A Montreuil, un projet avait été lancé en 2008, il a fait long feu. En 2012 le collectif « Montreuil en transition », affilié au mouvement des villes en transition a relancé le projet et suscité l'engagement d'une équipe, laquelle a créé une association dédiée, en septembre 2013. Son objet ? Lancer et gérer la monnaie locale complémentaire à Montreuil puis autour en Ile-de-France. L'équipe, qui escompte une subvention de la mairie de Montreuil, vient d'obtenir 50.000 euros du Conseil Régional d'Ile-de-France, dans le cadre d'un appel à projets innovants ouvert aux monnaies locales.

Les traits distinctifs de la Pêche
  • elle est sur support papier (billets convertibles en euros) : c'est plus pédagogique, plus visible. Une version électronique ? Elle pourrait venir en deuxième phase, anticipe Marc Abel.
  • Non fondante : comme toutes les monnaies locales, la Pêche est destinée à circuler et à favoriser l'échange (et non la spéculation ni la rente) et dans cette optique elle pourrait être « fondante », c'est-à-dire perdre de sa valeur au fil du temps pour stimuler l'usage. Mais la fonte est plus facile à gérer quand la monnaie est électronique et sera mise en place, sans doute, dans un deuxième temps.
  • Elle est pro-associative : lors d'une conversion de la monnaie en euros, 3% sont prélevés au bénéfice d'une association locale affiliée (et 2% au bénéfice de l'association la Pêche, pour ses frais de gestion).
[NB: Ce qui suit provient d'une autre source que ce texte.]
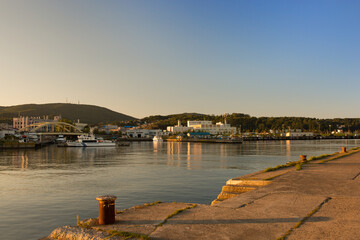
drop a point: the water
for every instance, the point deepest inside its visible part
(43, 189)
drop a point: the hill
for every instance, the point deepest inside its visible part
(86, 113)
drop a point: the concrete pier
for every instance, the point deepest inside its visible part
(320, 201)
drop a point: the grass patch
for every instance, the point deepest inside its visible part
(139, 206)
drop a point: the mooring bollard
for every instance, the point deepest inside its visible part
(303, 158)
(106, 209)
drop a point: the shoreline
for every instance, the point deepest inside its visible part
(262, 205)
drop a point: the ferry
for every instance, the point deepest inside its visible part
(90, 141)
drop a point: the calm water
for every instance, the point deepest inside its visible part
(43, 189)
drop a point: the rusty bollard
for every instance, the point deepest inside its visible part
(106, 209)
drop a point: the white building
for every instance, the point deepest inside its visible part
(144, 133)
(178, 128)
(207, 126)
(6, 132)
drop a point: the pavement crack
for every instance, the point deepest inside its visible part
(302, 221)
(251, 202)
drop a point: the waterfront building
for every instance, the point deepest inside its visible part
(178, 128)
(144, 133)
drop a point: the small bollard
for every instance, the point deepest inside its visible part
(303, 158)
(106, 209)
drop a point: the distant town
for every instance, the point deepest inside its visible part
(46, 129)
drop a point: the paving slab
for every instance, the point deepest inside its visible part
(266, 218)
(267, 212)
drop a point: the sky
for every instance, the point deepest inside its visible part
(150, 57)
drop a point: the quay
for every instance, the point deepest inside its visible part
(317, 198)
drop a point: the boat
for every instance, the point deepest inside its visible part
(90, 141)
(157, 139)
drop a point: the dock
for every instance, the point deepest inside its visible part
(318, 200)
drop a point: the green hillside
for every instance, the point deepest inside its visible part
(86, 113)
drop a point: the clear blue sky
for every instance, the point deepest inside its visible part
(263, 58)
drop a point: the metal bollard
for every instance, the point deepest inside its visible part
(303, 158)
(106, 209)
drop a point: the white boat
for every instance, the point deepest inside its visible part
(157, 139)
(90, 141)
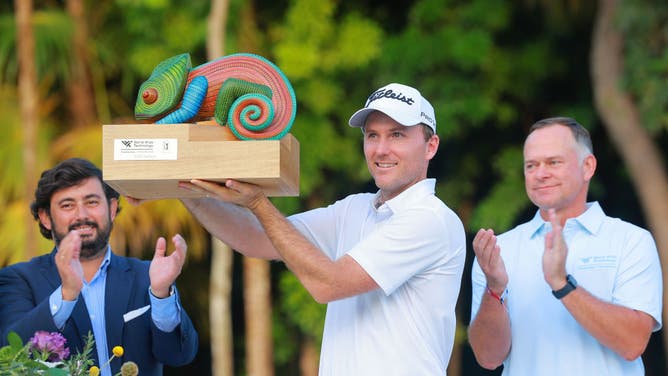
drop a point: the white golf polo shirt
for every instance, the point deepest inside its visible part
(614, 260)
(414, 247)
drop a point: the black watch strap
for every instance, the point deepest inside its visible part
(571, 284)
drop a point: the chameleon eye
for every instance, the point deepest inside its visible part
(150, 95)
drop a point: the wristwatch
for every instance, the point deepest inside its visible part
(571, 284)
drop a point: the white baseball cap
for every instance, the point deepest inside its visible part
(402, 103)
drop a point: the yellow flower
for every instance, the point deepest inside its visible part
(129, 369)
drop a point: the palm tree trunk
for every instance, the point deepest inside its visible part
(29, 114)
(622, 120)
(220, 293)
(257, 308)
(81, 95)
(220, 311)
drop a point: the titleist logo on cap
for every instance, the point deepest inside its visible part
(388, 93)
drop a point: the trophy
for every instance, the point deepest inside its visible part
(229, 118)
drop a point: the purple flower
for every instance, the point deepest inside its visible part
(52, 344)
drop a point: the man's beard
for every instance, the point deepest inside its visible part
(90, 247)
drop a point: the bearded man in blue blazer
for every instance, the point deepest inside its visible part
(82, 287)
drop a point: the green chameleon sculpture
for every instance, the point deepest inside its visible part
(245, 92)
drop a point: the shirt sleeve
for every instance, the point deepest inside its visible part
(60, 309)
(166, 313)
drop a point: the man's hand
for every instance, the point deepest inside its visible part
(68, 265)
(554, 255)
(490, 261)
(164, 269)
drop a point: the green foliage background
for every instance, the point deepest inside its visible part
(490, 68)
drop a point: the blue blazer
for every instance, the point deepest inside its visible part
(24, 308)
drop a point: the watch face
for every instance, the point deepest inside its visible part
(571, 284)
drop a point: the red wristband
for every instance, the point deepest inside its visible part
(501, 298)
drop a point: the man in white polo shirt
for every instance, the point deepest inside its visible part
(388, 264)
(573, 291)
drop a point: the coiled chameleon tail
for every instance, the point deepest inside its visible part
(245, 92)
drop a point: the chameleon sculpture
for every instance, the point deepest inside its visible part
(245, 92)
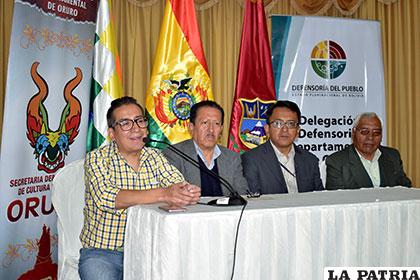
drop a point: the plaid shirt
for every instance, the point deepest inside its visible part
(107, 172)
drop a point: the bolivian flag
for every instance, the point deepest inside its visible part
(180, 76)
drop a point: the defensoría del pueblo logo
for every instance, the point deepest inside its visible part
(328, 59)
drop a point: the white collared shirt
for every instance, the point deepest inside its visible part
(372, 167)
(289, 162)
(216, 154)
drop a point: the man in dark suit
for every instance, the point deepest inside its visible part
(205, 127)
(279, 166)
(365, 163)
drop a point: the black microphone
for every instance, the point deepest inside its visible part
(234, 198)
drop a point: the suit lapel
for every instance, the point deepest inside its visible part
(385, 169)
(194, 172)
(357, 169)
(298, 165)
(272, 165)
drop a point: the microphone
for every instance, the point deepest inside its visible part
(234, 198)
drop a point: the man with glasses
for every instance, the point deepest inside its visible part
(365, 163)
(205, 127)
(118, 175)
(279, 166)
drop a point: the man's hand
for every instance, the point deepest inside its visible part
(182, 194)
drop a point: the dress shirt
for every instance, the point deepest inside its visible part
(216, 154)
(289, 162)
(372, 167)
(106, 173)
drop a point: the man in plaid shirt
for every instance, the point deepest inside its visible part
(119, 175)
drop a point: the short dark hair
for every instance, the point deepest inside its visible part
(116, 103)
(206, 103)
(292, 106)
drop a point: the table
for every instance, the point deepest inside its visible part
(280, 236)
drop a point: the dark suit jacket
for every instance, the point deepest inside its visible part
(345, 170)
(228, 163)
(264, 174)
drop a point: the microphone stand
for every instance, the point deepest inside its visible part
(234, 198)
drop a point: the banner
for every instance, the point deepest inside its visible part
(106, 79)
(332, 68)
(254, 83)
(179, 77)
(44, 128)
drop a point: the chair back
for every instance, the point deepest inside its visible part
(323, 172)
(68, 198)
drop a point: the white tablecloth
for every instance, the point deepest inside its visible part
(280, 237)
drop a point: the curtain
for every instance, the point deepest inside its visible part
(220, 22)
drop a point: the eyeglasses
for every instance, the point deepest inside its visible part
(373, 132)
(281, 123)
(127, 124)
(206, 124)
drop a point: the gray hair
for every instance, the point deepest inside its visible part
(365, 115)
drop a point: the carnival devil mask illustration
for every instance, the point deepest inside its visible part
(51, 147)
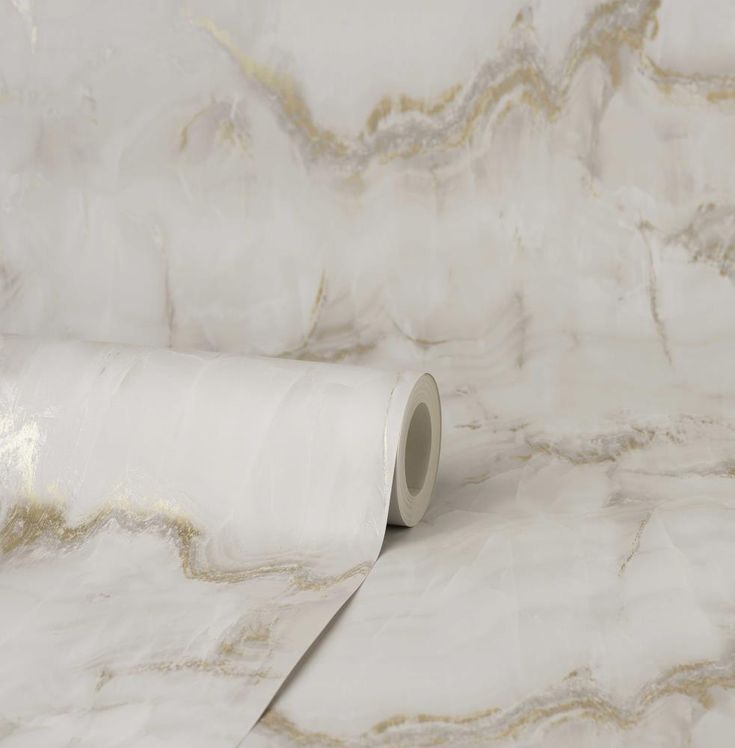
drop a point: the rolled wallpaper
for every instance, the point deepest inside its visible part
(170, 518)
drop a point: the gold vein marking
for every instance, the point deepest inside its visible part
(451, 119)
(30, 524)
(636, 544)
(571, 700)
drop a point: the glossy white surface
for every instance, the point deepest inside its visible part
(176, 529)
(536, 202)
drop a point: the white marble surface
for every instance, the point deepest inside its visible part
(535, 201)
(176, 529)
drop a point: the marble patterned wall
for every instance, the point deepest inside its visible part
(533, 200)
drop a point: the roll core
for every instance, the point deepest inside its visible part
(417, 460)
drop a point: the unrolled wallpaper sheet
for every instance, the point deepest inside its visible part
(532, 201)
(177, 528)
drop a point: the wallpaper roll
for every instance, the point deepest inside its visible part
(177, 528)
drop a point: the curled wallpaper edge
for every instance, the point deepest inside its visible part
(228, 506)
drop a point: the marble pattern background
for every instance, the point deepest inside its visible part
(533, 200)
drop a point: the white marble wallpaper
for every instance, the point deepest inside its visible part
(533, 200)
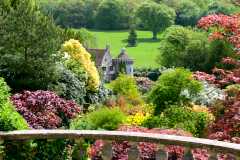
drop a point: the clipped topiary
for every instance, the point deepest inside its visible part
(10, 119)
(175, 86)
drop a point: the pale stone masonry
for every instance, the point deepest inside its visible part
(110, 67)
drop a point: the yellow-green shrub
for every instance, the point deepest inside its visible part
(78, 53)
(138, 119)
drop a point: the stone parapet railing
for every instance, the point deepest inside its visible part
(188, 142)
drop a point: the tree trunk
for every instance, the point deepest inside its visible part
(155, 35)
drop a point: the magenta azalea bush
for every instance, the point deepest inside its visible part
(45, 109)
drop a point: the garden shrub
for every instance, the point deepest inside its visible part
(184, 118)
(78, 55)
(29, 44)
(69, 86)
(126, 86)
(103, 118)
(44, 109)
(174, 87)
(10, 119)
(137, 119)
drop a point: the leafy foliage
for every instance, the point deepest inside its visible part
(222, 7)
(146, 150)
(29, 43)
(156, 17)
(183, 47)
(103, 118)
(82, 35)
(173, 87)
(180, 118)
(187, 13)
(126, 86)
(44, 109)
(9, 118)
(225, 28)
(82, 58)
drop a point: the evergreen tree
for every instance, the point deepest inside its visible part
(28, 46)
(132, 38)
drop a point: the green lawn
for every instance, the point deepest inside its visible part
(144, 53)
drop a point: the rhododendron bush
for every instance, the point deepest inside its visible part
(44, 109)
(147, 151)
(223, 27)
(227, 126)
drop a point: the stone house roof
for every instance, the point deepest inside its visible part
(98, 55)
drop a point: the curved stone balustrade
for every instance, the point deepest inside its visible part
(189, 142)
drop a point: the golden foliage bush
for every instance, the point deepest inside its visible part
(78, 53)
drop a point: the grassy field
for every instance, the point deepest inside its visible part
(144, 53)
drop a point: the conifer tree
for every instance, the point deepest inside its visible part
(132, 38)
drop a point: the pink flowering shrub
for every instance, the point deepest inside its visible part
(44, 109)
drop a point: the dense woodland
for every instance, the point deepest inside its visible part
(50, 81)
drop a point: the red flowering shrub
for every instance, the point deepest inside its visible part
(225, 28)
(147, 151)
(44, 109)
(227, 126)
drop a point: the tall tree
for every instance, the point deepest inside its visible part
(28, 46)
(156, 17)
(110, 15)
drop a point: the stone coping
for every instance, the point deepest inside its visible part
(190, 142)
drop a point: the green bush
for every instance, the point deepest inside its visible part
(104, 118)
(181, 118)
(10, 119)
(184, 47)
(174, 87)
(84, 36)
(29, 44)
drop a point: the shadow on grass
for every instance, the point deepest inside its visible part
(144, 40)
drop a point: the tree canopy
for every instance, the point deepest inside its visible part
(156, 17)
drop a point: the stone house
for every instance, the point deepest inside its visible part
(110, 67)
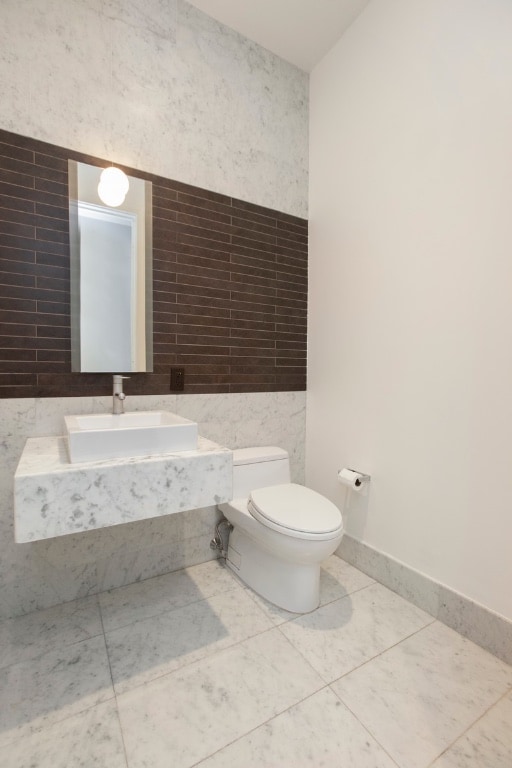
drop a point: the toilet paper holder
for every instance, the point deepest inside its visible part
(353, 478)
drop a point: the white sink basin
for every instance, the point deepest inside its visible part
(99, 436)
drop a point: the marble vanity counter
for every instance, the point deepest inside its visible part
(53, 497)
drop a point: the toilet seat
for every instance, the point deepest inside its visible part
(296, 511)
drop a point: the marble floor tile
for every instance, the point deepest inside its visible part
(342, 635)
(419, 696)
(319, 731)
(91, 739)
(26, 637)
(487, 744)
(151, 648)
(337, 579)
(184, 717)
(155, 596)
(53, 687)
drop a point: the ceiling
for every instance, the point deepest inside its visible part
(299, 31)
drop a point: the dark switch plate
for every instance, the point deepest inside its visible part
(177, 379)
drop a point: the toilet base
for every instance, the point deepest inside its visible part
(289, 585)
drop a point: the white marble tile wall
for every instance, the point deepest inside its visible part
(46, 573)
(159, 86)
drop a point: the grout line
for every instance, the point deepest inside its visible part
(365, 727)
(471, 726)
(121, 730)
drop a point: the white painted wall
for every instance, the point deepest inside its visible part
(410, 356)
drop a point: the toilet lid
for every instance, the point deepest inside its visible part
(296, 508)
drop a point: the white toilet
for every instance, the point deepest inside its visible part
(282, 532)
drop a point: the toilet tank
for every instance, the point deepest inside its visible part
(259, 467)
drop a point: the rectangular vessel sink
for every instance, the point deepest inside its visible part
(99, 436)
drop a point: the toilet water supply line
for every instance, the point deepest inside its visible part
(218, 542)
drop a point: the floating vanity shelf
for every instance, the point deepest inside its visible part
(53, 497)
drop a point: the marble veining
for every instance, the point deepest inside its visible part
(53, 497)
(43, 573)
(162, 87)
(205, 679)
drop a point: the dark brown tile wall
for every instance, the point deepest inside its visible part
(229, 285)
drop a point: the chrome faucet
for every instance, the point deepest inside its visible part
(118, 396)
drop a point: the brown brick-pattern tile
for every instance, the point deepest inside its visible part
(229, 285)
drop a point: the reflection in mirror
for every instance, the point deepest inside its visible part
(111, 276)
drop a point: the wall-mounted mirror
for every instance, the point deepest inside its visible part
(111, 275)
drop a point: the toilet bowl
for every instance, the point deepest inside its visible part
(282, 531)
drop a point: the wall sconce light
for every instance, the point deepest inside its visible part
(113, 186)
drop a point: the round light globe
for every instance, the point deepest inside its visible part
(113, 186)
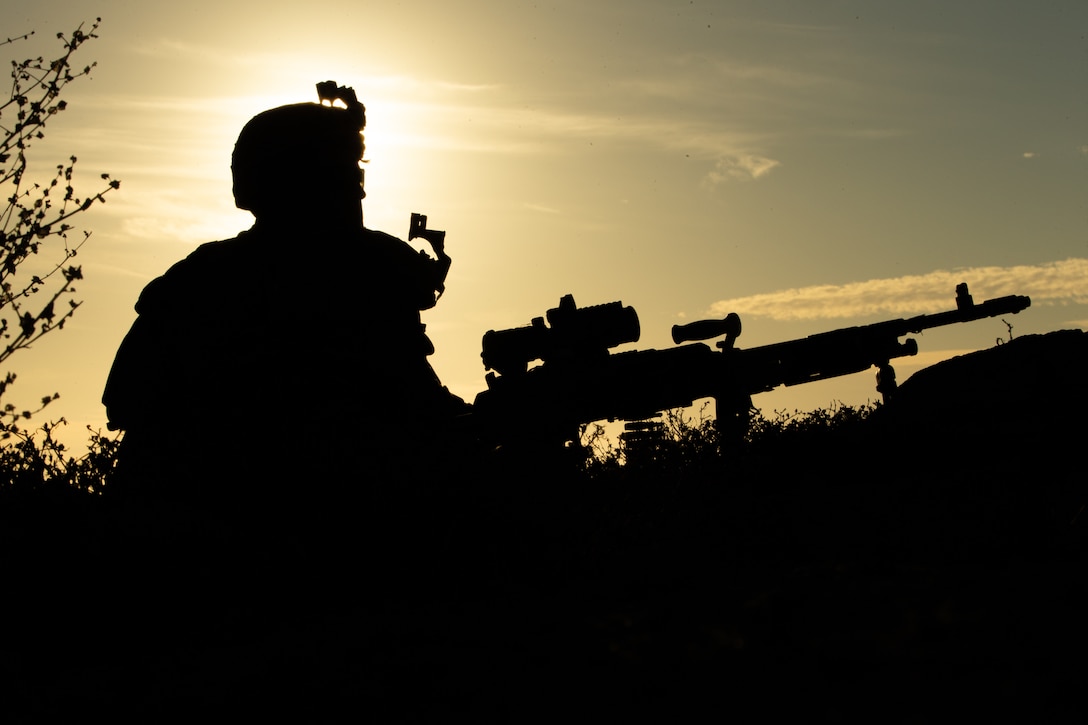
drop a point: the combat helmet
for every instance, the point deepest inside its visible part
(300, 146)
L'innovation sociale qui bouillonne
A discuter avec Marc Abel, un informaticien qui a découvert l'économie sociale et solidaire (ESS) via les motards en colère et qui est à l'origine de la cartographie du site http://peche-monnaie-locale.fr/ , un constat jaillit : la pêche elle bouillonne, comme la soupe des Disco ! Plein de projets et d'idées, à court et moyen terme, l'envie de créer un premier emploi "qui ne soit pas jetable" et un effet réseau indéniable. « On a piqué les bonnes idées là où il y en avait », raconte Marc, qui revient de Dinan, où se sont tenues les rencontres nationales sur les MLC. 

Quel seuil critique ?
Pour qu'une monnaie locale puisse durer, une centaine de familles et une trentaine d'entreprises participantes seraient suffisantes, à en juger par l'expérience de Villeneuve-sur-Lot. Si peu ? Ces monnaies sont locales et cela n'a pas de sens de prendre sa voiture pour aller aux assemblées générales, explique sans fard le motard. Le but n'est pas non plus de se passer de l'euro, ni de convaincre la ville entière, mais il s'agit de changer notre rapport à l'argent et aux échanges. A défaut de changer le monde, se changer soi-même...

A Montreuil-sous-bois, une trentaine de commerces ou professionnels devraient avoir signé au moment du lancement, début décembre. Et à Paris ? Affaire à suivre.